To continue the series I started last week, today’s entry for blue collar jackets is the Tender Type 980 Darted Shoulder Jacket. This is my most recent addition in this category, but it’s already seen a decent amount of use, and my appreciation of it is growing.
Tender is very much the essence of the Made in England cottage industry. Owned by William, almost all the garments are made by a couple in their little factory, and when items need dying it is William that does the actual dipping, together with a chap that is a true specialist in odd dyes. So in a world of faceless articles, a jacket from Tender is something where all the processes and people involved have been documented, from cutting to sewing, to dyeing. Even the specially cast brass buttons have been documented. Quite remarkable.
The design of the jacket is also quite different. Based on a design from the British railway industry the front and back pieces are cut from a single piece of fabric, with darts created at the shoulder for the dual purpose of creating the shape and also to create a pad-like structure.
The jacket is available in several quite different fabrics and colours, as 17oz Japanese selvage unbleached cotton denim, or rinsed English cotton molleton, dyed with woad, logwood, turmeric or just natural. My jacket is in a specially woven 18oz cotton ottoman fabric, dyed with woad, a dye in the same family as the more common indigo.
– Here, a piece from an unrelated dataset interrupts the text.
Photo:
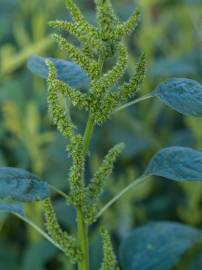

Cotton ottoman, you ask? It is a fabric with a pronounced ribbed or corded effect, often used for legal dress or formal dress. Don’t worry, I’d never heard of it either. It’s nice though, with structure and a certain initial stiffness. And the woad dye gives it a very pleasing blue hue.
The large full panel front pockets are also cut from the same piece of fabric as the front and back, but turned up, showing the reverse, with copper dome rivets to strengthen at the top. With this jacket you can brag freely about having deep pockets indeed, in fact so deep that I found it quite difficult to get my phone out of them initially. Now I appreciate that nothing will ever fall out, even though I’m pedalling hard!
Fit-wise the jacket is intended to be quite anti-fit and going by body size alone might lead to confusion, as while the body is roomy the arms are quite slim. Mine is a little tight over my shoulders and upper arms, but it is loosening up through wear.
The oddest thing about it though… The buttons, and … Well, is there one or two missing? I’m growing used to it, but I have been on the verge of asking William for a button or two extra. Then I arrest myself and consider that this is a big part of the different that has been added to this jacket. Adding a button or two would make it that much more like other jackets, so why not keep it as it’s maker intended?
All in all, I like this jacket a lot. It fits well into my collection as a piece sufficiently different from the others and I adore all the dedication that has gone into making it. There is no doubt about it being a fairly expensive jacket, but making it the way Tender does, could it really be that much cheaper?